Die Kritik wird sehr abstrakt formuliert und oft ohne mögliche Alternativen, so dass man nicht weiß, was man tun kann, um besser zu werden. Eine typische Formulierung ist: Es haben sich nur die leistungsstärkeren SuS gemeldet. Und man kann nicht sagen, dass das nicht stimmt. Ich habe einmal versucht, dagegen zu argumentieren und wurde mit zusätzlichen Aufgaben bestraft. Als Lehrkräfte werden wir immer aufgefordert, in den Korrekturen etwas Positives zu finden und nicht nur die Fehler zu markieren. Aber mit uns wird ganz anders umgegangen. Wir müssen immer transparent sein und die Noten der SuS einige Wochen oder Monate vor den Zeugniskonferenzen bekannt geben. In meinem Seminar erfahren wir die Noten aber erst kurz vor dem Staatsexamen. Man weiß lange nicht, ob man besteht oder nicht, ob man eine 1 oder eine 3 hat. Wenn du fragst, bekommst du keine Antwort. Wenn du die Note erfährst, kannst du nichts mehr machen, weil das Referendariat schon zu Ende geht. Man lässt die Referendare in Angst schwimmen.

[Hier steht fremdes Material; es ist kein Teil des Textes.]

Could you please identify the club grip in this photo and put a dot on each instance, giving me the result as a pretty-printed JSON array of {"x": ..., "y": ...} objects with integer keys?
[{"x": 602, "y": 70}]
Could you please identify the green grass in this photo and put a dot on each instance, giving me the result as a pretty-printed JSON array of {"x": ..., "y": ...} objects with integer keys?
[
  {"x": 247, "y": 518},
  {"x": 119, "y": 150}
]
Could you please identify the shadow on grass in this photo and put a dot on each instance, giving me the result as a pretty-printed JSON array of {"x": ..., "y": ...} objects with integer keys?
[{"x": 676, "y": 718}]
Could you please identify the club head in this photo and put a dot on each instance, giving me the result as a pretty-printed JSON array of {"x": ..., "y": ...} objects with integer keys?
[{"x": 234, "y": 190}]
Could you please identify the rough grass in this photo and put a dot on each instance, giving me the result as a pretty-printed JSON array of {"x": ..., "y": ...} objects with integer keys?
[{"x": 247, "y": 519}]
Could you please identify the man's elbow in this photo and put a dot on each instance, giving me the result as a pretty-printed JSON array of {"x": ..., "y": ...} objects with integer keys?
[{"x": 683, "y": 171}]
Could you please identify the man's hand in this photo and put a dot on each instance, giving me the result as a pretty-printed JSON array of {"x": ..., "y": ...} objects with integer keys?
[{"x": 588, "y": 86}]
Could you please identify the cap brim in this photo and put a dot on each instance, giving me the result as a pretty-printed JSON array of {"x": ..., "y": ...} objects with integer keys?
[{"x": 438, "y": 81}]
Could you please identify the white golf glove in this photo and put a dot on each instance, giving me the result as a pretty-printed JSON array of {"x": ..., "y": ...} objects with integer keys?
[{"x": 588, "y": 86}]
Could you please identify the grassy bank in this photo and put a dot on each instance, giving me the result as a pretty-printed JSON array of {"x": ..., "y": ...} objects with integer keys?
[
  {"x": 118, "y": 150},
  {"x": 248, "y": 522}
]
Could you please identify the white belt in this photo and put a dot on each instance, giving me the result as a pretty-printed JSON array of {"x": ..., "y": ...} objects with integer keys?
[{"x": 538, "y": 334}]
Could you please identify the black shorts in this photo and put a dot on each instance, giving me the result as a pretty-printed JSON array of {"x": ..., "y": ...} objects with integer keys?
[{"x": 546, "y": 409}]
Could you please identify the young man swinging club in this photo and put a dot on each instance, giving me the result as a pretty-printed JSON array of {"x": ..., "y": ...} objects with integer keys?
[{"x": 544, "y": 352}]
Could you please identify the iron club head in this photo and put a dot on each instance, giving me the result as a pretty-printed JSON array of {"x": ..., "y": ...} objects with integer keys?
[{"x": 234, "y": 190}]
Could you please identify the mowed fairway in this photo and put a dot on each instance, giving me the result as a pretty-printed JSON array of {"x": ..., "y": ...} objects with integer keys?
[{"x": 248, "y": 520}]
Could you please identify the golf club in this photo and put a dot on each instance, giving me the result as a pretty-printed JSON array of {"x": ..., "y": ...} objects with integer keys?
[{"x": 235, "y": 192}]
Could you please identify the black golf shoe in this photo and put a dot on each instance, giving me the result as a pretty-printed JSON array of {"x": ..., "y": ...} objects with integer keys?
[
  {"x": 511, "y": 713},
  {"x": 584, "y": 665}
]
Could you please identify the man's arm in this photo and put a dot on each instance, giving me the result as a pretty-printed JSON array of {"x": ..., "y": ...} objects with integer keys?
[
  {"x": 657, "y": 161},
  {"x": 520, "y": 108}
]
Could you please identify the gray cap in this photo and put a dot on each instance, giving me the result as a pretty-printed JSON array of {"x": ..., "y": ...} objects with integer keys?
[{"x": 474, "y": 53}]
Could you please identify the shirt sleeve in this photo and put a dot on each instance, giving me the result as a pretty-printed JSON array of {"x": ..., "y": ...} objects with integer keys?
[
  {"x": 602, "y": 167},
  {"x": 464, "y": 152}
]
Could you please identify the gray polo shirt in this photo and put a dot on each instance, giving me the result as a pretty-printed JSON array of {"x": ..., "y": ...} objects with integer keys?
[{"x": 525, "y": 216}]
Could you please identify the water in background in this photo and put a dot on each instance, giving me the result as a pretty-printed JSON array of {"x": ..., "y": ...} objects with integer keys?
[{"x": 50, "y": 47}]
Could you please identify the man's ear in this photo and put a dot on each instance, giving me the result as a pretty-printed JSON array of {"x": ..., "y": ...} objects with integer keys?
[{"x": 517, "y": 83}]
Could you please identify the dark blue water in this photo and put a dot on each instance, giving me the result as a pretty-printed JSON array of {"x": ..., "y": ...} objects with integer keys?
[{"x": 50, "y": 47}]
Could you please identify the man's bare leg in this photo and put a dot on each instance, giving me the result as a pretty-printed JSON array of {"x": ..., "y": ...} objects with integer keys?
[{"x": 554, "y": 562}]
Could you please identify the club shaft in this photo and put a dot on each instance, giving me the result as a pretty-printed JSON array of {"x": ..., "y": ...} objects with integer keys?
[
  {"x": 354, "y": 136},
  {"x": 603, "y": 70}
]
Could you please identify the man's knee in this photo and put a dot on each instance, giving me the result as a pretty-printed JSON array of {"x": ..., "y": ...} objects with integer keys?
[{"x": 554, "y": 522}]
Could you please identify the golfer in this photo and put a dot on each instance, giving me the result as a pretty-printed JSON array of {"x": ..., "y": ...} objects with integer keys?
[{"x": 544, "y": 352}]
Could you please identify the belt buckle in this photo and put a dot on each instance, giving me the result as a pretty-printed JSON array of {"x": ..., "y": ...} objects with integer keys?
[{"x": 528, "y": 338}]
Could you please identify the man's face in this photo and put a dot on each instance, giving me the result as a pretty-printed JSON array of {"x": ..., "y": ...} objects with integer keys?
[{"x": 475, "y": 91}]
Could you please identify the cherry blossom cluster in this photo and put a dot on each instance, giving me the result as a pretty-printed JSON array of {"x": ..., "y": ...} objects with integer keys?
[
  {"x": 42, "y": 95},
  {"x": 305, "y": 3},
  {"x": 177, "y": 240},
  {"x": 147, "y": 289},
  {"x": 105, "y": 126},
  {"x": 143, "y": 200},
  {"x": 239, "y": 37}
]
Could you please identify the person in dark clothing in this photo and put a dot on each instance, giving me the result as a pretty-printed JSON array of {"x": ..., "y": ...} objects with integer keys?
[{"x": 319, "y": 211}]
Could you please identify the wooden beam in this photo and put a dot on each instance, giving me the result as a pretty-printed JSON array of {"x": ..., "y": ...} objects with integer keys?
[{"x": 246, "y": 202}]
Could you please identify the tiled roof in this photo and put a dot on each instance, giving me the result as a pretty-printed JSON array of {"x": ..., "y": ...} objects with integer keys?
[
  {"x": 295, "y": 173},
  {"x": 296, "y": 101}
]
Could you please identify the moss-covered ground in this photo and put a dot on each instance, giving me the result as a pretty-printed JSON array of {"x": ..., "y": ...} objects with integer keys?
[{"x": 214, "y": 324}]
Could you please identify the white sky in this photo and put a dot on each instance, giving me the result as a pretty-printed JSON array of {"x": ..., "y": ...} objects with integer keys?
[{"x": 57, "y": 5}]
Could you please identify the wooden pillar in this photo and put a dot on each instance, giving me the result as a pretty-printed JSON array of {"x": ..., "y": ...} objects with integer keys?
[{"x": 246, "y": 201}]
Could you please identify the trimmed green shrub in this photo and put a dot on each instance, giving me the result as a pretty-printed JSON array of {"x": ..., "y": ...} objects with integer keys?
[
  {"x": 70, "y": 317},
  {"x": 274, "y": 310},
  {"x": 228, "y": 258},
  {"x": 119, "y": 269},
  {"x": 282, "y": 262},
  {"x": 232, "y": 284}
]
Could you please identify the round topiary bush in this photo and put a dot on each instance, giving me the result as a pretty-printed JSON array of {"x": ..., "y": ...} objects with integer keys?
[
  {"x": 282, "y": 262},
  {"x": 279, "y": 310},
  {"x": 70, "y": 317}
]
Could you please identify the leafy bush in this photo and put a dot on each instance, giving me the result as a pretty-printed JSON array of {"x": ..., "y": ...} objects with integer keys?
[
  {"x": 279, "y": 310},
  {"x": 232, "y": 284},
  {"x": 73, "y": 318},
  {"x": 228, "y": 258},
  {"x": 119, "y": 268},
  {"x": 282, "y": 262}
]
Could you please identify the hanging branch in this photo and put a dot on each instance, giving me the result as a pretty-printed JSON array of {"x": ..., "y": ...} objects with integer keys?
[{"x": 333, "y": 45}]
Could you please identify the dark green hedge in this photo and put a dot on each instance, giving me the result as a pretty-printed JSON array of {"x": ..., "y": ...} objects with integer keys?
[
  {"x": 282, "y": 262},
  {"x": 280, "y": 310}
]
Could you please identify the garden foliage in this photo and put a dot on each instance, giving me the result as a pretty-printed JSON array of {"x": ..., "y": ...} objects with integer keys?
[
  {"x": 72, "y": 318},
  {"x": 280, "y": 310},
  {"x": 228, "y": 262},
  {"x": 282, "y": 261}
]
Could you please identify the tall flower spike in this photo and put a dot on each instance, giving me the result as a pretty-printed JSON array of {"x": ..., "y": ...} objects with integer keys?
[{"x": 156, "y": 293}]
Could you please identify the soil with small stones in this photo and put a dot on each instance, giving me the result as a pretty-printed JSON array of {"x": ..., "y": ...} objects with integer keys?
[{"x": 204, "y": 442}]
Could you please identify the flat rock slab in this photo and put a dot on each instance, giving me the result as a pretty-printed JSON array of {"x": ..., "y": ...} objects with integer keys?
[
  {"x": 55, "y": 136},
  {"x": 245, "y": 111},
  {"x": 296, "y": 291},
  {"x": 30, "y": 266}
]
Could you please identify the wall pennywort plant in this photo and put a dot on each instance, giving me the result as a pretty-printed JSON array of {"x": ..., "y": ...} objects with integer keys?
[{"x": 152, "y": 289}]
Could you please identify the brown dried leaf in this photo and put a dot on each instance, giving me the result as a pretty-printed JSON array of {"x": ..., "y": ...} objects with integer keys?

In meinem Jahrgang haben von 38 Leuten nur 29 das Referendariat abgeschlossen. Keiner ist durch das Staatsexamen gefallen, sondern diese Leute haben von sich aus das Referendariat abgebrochen. Wenn man im Internet sucht, findet man keine Statistik über das Referendariat. Es gab auch Selbstmordfälle und Leute, die wirklich psychische Schäden davongetragen haben. Es kann doch nicht sein, dass deine ganze Karriere von 3 Leuten abhängt. Dieses System ist krank. Es ist klar, dass der Staat sich schützen muss und bevor man jemanden verbeamtet, muss man testen, ob diese Leute stabil genug für den Job sind. Sonst gibt es sofort nach der Verbeamtung Krankmeldungen und Born-outs ohne Ende. Das heißt aber nicht, dass man so viel Macht in wenige Hände legen sollte.